We had great progress in 2021. We worked together on a number of issues where we started far apart, and we listened, we adjusted, we tested things, and we reached agreements together. Some of them were on really big issues, where we believe Audi and its dealers together have the potential to create distinctive value for customers, as opposed to just one or the other, which actually hurts us. We started with that in mind and asked what that looks like every step along the way. We looked for places where we could co-labor together, where there was a goal that neither of us could achieve on our own. We have a whole list of projects that we’re working on right now.

Such as?

Every brand is grappling with digitalization, data-share agreements, all these kinds of things along the way. Compensation for technicians in working on EVs. If we’re gonna do this, these are the things we have to grapple with. Nobody’s happy with the chip shortage, but we’re not gonna change it on our own. Same with logistics issues. So what are the things we can be looking at, that we look at and say what could change? What does it do? How do we do this? How do we think about cost, value creation? This is the kind of level of collaboration that we might actually try to do. And when we get together, everybody doesn’t hold hands and hug each other; that’s not how it actually works. You start with people’s points of view, their positions, and we talk. We’re in agreement 80 percent of the time, and we’re negotiating the other 20 percent.

When the microchip shortage and production curtailments finally abate, what practices from the last two years need to be continued and improved?

Deep pipeline selling needs to be maintained, and it needs to be improved, with real clear visibility all the way back to the plant and engagement with the customer all the way through the process, so that we can really get into preselling cars and allowing customers to see exactly where their car is when it’s coming, and have real confidence all the way. That radically changes the retail rhythm in our business, and we have proven that we can do it, and frankly, as technology improves, we ought to be able to do it better and better and improve it further. Think about reserving cars way back at the plant, being able to put your name on it when the customer buys the car; there’s so many things you could do, once you get creative in the beginning, to say that this is core to how we should conduct business in the future.

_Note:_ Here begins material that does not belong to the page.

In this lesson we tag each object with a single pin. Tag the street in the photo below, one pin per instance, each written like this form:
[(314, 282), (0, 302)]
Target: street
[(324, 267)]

Are there things you’d like to abandon?

Yeah, never knowing where your cars are! Not knowing when they’re coming; nobody knows where they are or when they’re going to show up. This is a $6 trillion industry running like it’s a mom and pop operation. “Hey, we’ve run out of toilet paper. Run down and get some more toilet paper today!”

Just tell us where everything is, in real time. I don’t think it’s impossible.

Are dealerships forever changed by these circumstances?

What we miss right now is that the energy from being inside of a showroom doesn’t exist, and so we all welcome that coming back. You know, there’s no cars in the showroom, there’s no cars for the customers. It’s just a whole different kind of experience along the way with that.

The last thing I would say is that the thing we want to keep up is the push toward classic omnichannel, where a customer can start and go transact — it doesn’t make a difference how we do it. Salespeople morph more into navigators, helping the customer navigate where they’d like to be, intervening at the pace at which the customer wants them to or not. We’re well on the way to that as an industry.

What pressure do Audi dealers feel from Tesla and the way it does business with customers?

When we look at Tesla, we want to always challenge ourselves.

Customers are choosing Tesla, and there’s two reasons for choosing Tesla: one would be the vehicle itself, and one would be the process of buying a car. We need to make sure we’re not the reason that they’re buying a Tesla, so we have to look at everything we do in our sales process to ask: How close are we matching Tesla to what customers value that Tesla’s doing, and then what can we do more that Tesla cannot do? You have to have a radical customer-centric mindset, transforming ourselves into those kind of businesses which are technology-driven, people-enhanced. And so that’s our formula for the future.